Size: 14×19 cm
Rearing occurs when a horse or other equine “stands up” on its hind legs with the forelegs off the ground. Rearing may be linked to fright, aggression, excitement, disobedience, non experienced rider, or pain. It is not uncommon to see stallions rearing in the wild when they fight, while striking at their opponent with their front legs. Mares are generally more likely to kick when acting in aggression, but may rear if they need to strike at a threat in front of them.
When a horse rears around people, in most cases, it is considered a dangerous habit for riding horses, as not only can a rider fall off from a substantial height, but also because it is possible for the animal to fall over backwards, which could cause injuries or death to both horse and rider. It is therefore strongly discouraged. A horse that has a habit of rearing generally requires extensive retraining by an experienced horse trainer, and if the habit cannot be corrected, may be deemed too dangerous to ride.

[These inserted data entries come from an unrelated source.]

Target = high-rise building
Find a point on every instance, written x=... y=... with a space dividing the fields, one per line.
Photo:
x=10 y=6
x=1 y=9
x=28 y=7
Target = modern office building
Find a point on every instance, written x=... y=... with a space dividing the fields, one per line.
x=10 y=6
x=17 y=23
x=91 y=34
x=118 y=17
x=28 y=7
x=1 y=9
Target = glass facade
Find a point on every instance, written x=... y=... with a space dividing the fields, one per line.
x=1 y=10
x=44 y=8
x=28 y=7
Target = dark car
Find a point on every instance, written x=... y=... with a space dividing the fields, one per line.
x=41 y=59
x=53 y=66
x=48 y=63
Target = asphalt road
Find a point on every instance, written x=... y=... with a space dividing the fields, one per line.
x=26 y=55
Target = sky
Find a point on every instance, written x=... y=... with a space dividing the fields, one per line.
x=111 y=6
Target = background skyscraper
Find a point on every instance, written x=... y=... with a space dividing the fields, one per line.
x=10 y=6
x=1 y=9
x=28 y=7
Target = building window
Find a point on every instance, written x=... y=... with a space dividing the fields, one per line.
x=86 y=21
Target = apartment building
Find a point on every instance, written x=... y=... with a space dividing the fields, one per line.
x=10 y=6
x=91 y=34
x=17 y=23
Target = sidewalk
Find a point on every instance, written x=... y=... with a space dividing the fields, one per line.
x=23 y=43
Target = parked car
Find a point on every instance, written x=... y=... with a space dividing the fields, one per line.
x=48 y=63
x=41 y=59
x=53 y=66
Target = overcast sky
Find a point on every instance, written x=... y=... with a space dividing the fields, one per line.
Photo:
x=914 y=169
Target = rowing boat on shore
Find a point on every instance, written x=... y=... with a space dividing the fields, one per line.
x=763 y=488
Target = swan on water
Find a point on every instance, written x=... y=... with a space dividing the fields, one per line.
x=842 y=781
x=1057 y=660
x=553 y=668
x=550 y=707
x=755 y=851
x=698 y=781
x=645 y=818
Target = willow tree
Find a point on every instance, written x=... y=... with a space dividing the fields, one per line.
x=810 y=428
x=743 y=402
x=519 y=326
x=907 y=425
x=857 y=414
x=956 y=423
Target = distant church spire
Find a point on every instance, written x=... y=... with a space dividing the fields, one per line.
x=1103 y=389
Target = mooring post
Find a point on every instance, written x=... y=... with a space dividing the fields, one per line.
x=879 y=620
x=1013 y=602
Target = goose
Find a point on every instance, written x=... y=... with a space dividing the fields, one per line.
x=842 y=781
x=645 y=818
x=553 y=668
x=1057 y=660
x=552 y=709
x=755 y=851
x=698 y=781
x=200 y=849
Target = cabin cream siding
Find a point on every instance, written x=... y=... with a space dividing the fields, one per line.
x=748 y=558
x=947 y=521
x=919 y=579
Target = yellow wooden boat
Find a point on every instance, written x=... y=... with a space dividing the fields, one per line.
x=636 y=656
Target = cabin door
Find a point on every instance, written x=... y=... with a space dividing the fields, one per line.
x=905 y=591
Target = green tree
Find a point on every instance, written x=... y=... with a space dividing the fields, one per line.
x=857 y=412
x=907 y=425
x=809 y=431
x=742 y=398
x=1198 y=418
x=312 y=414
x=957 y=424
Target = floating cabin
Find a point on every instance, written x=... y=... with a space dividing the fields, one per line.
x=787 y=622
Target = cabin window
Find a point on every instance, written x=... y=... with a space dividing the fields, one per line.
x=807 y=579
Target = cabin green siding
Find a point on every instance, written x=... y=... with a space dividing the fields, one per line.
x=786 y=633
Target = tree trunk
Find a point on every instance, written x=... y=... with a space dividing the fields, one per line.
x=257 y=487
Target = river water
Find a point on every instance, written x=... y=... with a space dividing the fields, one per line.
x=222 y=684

A horse that rears when being handled by a human who is on the ground also presents a hazard, as it is able to strike out with its front feet and can also fall even without the weight of a rider to unbalance the animal. A rearing horse can also break away and escape from a human handler.
However, rearing also has survival value in the wild. It is a tactic that can be used to dislodge a predator that has landed on the animal’s back, it is used when equids fight one another, and a horse can rear slightly to add force when striking out with its front feet. For these reasons, horses, particularly young ones, are sometimes seen rearing when loose in a pasture, particularly when playing or mock-fighting with pasturemates.